Récompenser la faiblesse

janvier 12, 2010

Je n’ai pas grand-chose à dire sur Avatar, tout a déjà été dit: Effets visuels extraordinaires, scénario sans grand intérêt (au mieux ordinaire). Quant à commenter l’idéologie du film, comme ça semble être la mode… bof; rien de nouveau sous le soleil, sauf que depuis quelques années les religieux et les conservateurs s’excitent plus qu’avant sur le contenu des films à succès. Un regret: j’aurais cru que les Na’Vis amoureux mêleraient leurs tresses (des espèces d’organes-à-communier) plutôt que de s’embrasser (ou en plus de s’embrasser). M’enfin. Quelqu’un a dû y penser, mais je suppose que quelques pudibonds américains y ont vu un symbole obscène.

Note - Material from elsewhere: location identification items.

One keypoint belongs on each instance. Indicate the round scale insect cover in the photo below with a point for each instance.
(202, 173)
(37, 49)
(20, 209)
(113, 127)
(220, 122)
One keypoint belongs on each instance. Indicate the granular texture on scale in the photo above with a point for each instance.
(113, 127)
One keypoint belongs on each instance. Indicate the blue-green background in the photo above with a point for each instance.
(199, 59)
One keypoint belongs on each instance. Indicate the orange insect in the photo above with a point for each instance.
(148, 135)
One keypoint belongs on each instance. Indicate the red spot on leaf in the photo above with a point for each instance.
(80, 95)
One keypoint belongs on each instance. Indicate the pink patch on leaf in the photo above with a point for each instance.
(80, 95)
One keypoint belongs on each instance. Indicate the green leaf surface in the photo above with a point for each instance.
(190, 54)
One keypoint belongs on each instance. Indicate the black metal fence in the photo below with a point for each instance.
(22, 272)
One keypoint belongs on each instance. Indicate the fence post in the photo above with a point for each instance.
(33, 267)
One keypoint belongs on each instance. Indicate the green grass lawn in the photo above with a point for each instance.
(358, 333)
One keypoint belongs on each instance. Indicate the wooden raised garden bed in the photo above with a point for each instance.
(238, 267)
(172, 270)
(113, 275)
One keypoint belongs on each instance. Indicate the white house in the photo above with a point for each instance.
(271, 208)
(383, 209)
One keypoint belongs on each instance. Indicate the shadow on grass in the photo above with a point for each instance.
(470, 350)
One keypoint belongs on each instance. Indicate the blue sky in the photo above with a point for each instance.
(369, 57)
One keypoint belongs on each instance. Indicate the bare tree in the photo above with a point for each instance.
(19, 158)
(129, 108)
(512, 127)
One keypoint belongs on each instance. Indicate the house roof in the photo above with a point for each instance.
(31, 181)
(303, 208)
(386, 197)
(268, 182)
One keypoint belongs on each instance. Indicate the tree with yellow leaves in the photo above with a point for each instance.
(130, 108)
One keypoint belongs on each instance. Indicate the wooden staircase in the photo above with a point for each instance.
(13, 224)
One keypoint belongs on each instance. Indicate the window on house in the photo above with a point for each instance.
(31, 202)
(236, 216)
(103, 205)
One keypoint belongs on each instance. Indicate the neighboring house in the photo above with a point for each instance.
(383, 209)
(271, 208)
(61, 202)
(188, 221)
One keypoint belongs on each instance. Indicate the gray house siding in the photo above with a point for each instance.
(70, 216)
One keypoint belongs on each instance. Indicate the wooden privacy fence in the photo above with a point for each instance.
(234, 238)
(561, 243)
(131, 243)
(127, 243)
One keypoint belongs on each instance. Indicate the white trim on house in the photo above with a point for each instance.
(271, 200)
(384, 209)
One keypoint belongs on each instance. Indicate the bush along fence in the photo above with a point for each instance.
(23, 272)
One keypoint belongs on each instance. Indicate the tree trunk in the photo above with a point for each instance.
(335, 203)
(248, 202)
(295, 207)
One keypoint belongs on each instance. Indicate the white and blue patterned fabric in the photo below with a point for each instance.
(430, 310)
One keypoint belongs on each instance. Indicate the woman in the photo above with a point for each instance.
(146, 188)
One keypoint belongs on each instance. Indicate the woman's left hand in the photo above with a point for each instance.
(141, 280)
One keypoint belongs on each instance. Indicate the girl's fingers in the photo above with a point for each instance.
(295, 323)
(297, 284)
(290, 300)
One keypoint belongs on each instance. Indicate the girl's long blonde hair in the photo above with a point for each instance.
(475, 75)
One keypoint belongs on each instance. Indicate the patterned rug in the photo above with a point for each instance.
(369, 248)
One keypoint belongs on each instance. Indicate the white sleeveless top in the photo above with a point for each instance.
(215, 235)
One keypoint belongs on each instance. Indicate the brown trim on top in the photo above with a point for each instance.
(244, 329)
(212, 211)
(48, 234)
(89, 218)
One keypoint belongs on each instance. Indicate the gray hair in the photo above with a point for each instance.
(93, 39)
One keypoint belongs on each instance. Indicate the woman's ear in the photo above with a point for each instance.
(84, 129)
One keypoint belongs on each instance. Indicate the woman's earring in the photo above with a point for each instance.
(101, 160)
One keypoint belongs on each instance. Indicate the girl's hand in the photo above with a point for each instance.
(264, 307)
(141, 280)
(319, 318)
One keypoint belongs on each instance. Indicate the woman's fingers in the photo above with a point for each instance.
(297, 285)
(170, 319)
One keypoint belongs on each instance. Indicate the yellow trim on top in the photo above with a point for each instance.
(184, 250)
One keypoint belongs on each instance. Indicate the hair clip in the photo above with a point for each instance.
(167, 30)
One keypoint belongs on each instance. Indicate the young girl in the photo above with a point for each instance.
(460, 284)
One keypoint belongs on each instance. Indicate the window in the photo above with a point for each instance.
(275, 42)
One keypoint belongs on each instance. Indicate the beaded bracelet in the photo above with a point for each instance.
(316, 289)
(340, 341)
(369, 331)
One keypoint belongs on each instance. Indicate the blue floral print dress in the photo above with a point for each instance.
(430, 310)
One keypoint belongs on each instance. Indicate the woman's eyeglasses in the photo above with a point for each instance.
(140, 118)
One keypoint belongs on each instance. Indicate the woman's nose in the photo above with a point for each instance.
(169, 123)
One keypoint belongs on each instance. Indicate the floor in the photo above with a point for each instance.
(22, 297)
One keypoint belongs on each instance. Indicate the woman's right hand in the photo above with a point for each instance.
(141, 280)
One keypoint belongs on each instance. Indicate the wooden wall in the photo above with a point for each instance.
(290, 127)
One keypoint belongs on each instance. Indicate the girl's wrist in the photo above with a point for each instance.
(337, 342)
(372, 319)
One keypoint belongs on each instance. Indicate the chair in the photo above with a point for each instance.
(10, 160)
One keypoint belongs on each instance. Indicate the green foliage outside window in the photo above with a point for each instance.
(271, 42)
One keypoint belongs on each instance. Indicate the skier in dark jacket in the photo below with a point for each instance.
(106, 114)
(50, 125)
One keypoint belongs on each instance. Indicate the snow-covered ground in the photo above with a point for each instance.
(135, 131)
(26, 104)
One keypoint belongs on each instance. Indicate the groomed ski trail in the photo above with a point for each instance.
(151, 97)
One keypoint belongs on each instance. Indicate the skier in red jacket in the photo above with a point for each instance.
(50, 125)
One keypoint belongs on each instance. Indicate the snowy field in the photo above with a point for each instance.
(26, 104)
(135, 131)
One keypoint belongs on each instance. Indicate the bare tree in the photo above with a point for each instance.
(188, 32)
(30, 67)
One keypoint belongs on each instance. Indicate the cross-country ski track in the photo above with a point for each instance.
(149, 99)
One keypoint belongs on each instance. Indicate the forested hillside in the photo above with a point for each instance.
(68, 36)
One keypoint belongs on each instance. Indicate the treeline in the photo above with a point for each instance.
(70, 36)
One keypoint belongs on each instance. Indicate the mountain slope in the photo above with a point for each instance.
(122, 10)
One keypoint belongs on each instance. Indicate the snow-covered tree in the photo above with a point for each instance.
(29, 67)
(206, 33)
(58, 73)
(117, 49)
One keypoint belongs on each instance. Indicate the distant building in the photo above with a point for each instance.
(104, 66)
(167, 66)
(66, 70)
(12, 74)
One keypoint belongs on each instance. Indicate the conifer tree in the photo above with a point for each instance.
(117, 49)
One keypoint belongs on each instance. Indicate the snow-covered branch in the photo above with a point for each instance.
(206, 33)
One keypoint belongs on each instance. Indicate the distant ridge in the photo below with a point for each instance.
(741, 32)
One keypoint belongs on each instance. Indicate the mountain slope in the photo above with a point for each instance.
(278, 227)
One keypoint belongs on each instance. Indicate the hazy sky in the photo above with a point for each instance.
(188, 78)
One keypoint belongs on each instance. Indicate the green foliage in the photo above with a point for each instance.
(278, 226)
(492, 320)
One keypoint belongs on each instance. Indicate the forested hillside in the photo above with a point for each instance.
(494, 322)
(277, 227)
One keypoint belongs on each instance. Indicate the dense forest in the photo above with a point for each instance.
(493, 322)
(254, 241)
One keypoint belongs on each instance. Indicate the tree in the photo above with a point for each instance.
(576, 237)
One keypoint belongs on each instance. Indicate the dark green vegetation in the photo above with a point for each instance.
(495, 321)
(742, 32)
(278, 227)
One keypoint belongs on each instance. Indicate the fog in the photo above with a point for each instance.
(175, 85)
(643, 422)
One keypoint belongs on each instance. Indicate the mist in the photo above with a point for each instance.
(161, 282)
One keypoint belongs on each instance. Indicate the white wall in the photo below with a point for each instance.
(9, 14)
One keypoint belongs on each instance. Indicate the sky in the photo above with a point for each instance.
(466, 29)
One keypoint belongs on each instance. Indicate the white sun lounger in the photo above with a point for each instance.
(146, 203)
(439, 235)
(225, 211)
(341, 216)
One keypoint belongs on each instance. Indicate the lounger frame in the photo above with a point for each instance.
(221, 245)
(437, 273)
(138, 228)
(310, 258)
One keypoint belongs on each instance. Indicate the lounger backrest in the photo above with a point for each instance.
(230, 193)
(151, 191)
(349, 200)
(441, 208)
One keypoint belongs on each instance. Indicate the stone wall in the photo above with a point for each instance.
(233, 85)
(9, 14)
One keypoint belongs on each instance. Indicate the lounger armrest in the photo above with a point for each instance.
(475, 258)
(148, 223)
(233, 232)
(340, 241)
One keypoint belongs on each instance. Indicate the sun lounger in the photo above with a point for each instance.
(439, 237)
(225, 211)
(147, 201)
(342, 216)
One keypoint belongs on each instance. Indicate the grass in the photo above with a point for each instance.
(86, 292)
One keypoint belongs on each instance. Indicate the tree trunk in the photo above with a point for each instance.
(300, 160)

Je suis quand même épaté qu’on songe à récompenser ce film pour son principal point faible: le scénario. Le syndicat des scénaristes américains a-t-il perdu la tête? Comment peut-on mettre en nomination pour un prix un scénario qui est essentiellement une enfilade de clichés, téléphoné du début à la fin, et comportant des invraisemblances majeures (par exemple: une pilote qui refuse d’ouvrir le feu sur l’ennemi pendant la bataille devrait normalement passer en court martiale, ou au moins être mise aux arrêts; alors, qu’elle ait accès aux prisonniers…), pourrait-il être récompensé? Y a-t-il si peu de choix? On peut récompenser Avatar de nombreux prix: les effets spéciaux et effets visuels, bien sûrs, la réalisation, le montage, ce genre de trucs. À la rigueur, le meilleur film, si on juge que le scénario est un critère d’importance faible ou moyenne. Mais PAS le meilleur scénario. Quand même!

District 9

janvier 7, 2010

Mon premier film de l’année a été District 9. Les attentes, sans êtres exagérées, étaient assez élevées, puisqu’on m’en avait dit beaucoup de bien, beaucoup de critiques le décrivant par ailleurs comme le film de science-fiction le plus original depuis longtemps (sans jamais préciser jusqu’où allait ce « longtemps »). Ça ne mets pas forcément la barre très haute, tant il est vrai qu’en matière de science-fiction, le cinéma est souvent quelques décennies en retard sur la littérature, quand il ne se contente pas d’un « verni » de science-fiction pour appliquer les recettes hollywoodiennes de films bourrins. Mais quand même… j’avais des attentes, ce qui n’est généralement pas conseillé lorsqu’on voit un film la première fois, comme on sait.

Et, surprise! je n’ai pas été déçu. La facture visuelle est travaillée, le rythme est excellent, la réalisation inventive, le mélange des genres est réussi. Le scénario est souvent prévisible, mais atténue ce défaut par le fait qu’il ne prétend pas être une histoire à chute. Le critique de Solaris a regretté qu’un cliché se glisse au coeur du scénario, mais personnellement ça ne m’a pas gêné. Les amateurs de science-fiction « scientifique », de celles qui expliquent les phénomènes scientifiques et fait de la vulgarisation par la bande, par contre, seront déçus: District 9 évite soigneusement ces parages périlleux de la science-fiction (il est si facile de faire des erreurs) en n’expliquant rien au niveau scientifique. On se situe dans une science-fiction résolument « sociale », puisque tous les enjeux évoquent ceux des camps de réfugiés.

J’évoquais le mélange de genre: on a ici un petit morceau de film imitant le reportage-documentaire (qui va aussi bien de blairwitch project à To die for), du film de bidonville violent (on pense à l’excellent Cidade de Deus), au film de robots-combattants à la japonaise (pas d’exemple immédiat en tête qui ne soit pas des dessins animés), les films d’humains transformés (La Mouche), et même un tantinet de ET téléphone maison. On y voit aussi le thème du raciste forcé, pour des raisons de survie, de se cacher parmi ceux qu’il méprise et donc de transformer son regard sur eux (oserai-je évoqué un film qui aborde ce thème pas du tout dans le même registre? … bah, je l’ai déjà fait avec E.T. après tout… Rabbi Jacob!!!). Avec pareil mélange, ç’aurait pu donner une mélasse infâme, mais la sauce prend bien, et, pourvu qu’on apprécie le ton ultra-cynique et sans complaisance adopté, on passe un bon moment.

Je vous invite à jeter un coup d’oeil au court-métrage qui l’a inspiré et à cette note de Boulet.